For many people of low income, getting medical care can be a complicated and costly process, but St. Luke's Mobile Medical Ministry is working to change that.
St. Luke’s is an outreach program created by the Episcopal Churches in northwest Louisiana. It was run by a group of volunteers until 2011, when they hired their first part-time director, Brenda Nims, a registered nurse with a master's degree in public health.
The ministry seeks to improve the health of the under-served in northwest Louisiana. They provide preventive screenings, basic health services, patient education, and onward referrals, according to Nims, and all of their services are free. “While our services are available to anyone that comes on the van, we target the uninsured working poor, low-income rural, homeless populations, groups that often don't have access to regular health care,” Nims said.
The ministry began in 2008 when Father Ken Cooper, an Episcopal priest in Shreveport, realized that there were a lot of people in the community who couldn’t get the medical care they needed. “He saw the unmet health needs of the under-served in our community and the surrounding rural areas, and donated the medical RV to begin the ministry,” Nims said.
The medical RV is a 34-foot trailer that was converted into a mobile clinic. Nims said the vehicle has its own exam room, used for medical consultations and breast exams, and two screening areas in the front where they do preventive screenings, lab work, and patient education.
“The advantage of the mobile medical van is that we can go out into communities where people live and work and bring that medical attention to them,” Nims said. “[We’re] breaking down many of the barriers that prevent them from accessing health care, including lack of transportation, money, and knowledge of how to navigate the health care system.”
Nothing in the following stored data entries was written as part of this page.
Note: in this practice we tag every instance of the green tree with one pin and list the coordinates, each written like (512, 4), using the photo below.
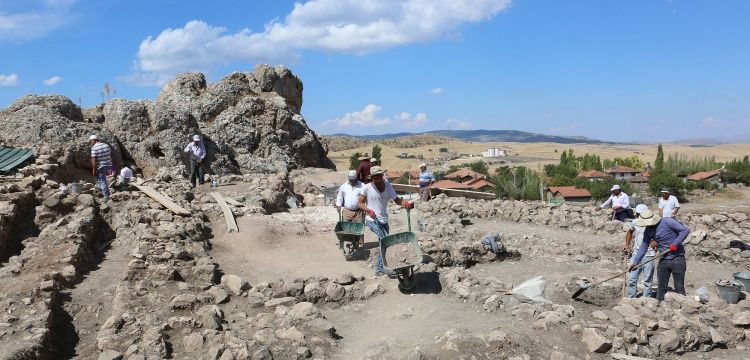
(659, 163)
(354, 160)
(377, 152)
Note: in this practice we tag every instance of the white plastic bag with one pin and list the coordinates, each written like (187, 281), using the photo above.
(531, 291)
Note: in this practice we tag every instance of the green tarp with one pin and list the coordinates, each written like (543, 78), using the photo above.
(12, 157)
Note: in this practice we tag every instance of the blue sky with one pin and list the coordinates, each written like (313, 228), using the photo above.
(614, 70)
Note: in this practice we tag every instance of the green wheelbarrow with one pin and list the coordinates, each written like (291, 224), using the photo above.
(401, 252)
(348, 233)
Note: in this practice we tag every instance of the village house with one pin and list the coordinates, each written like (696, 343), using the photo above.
(464, 174)
(592, 175)
(622, 172)
(562, 194)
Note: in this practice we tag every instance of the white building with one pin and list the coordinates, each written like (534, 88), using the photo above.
(494, 152)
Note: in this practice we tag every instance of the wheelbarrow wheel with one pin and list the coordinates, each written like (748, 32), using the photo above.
(405, 278)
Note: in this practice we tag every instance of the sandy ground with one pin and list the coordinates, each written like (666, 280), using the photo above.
(535, 155)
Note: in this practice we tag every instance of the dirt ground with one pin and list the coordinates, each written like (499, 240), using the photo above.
(301, 243)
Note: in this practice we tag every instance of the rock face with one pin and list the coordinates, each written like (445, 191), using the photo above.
(250, 122)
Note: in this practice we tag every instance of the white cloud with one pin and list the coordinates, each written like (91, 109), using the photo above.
(36, 18)
(711, 122)
(52, 81)
(349, 26)
(8, 80)
(369, 117)
(455, 124)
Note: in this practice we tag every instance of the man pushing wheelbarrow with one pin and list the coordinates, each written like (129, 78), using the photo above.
(374, 202)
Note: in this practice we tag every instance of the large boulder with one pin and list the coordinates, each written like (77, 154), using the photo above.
(250, 123)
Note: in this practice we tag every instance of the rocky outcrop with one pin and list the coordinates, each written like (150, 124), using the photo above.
(250, 122)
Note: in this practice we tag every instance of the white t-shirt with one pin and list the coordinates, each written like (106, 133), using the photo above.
(638, 239)
(126, 172)
(668, 205)
(348, 196)
(378, 201)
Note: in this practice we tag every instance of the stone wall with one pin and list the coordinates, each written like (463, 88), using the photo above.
(709, 238)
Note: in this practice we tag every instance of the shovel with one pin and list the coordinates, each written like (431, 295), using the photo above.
(586, 285)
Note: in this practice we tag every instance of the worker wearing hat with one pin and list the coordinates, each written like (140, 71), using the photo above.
(633, 240)
(374, 202)
(196, 150)
(426, 179)
(669, 234)
(620, 203)
(347, 200)
(101, 163)
(363, 170)
(668, 204)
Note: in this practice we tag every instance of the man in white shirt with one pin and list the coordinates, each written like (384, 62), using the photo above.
(374, 202)
(668, 204)
(197, 152)
(347, 200)
(633, 240)
(620, 203)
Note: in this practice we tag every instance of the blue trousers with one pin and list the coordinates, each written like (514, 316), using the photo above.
(648, 277)
(380, 232)
(101, 177)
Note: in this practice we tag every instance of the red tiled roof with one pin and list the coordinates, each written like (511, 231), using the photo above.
(569, 191)
(704, 175)
(638, 179)
(478, 183)
(450, 184)
(464, 172)
(592, 174)
(621, 169)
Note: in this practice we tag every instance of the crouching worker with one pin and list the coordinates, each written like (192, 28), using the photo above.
(374, 202)
(669, 235)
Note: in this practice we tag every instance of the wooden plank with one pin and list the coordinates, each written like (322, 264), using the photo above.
(228, 216)
(231, 201)
(450, 192)
(161, 199)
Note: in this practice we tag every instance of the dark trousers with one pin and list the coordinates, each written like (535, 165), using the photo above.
(196, 171)
(673, 267)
They focus most of their health screenings on the chronic diseases that affect the community the most, such as hypertension, diabetes, obesity and women's health.
“By detecting and treating chronic diseases early on, we can save the client from many of the long-term complications of the disease,” Nims said. “We spend time with clients, helping them understand their health and ways to prevent and manage these chronic diseases.”
From there, they help their clients connect with other community resources in order to get the on-going care they need.
The community has responded well to the ministry’s efforts, Nims said. They have received support, “both in the number of individuals that seek our services and the wonderful support of local foundations, churches, and individuals.”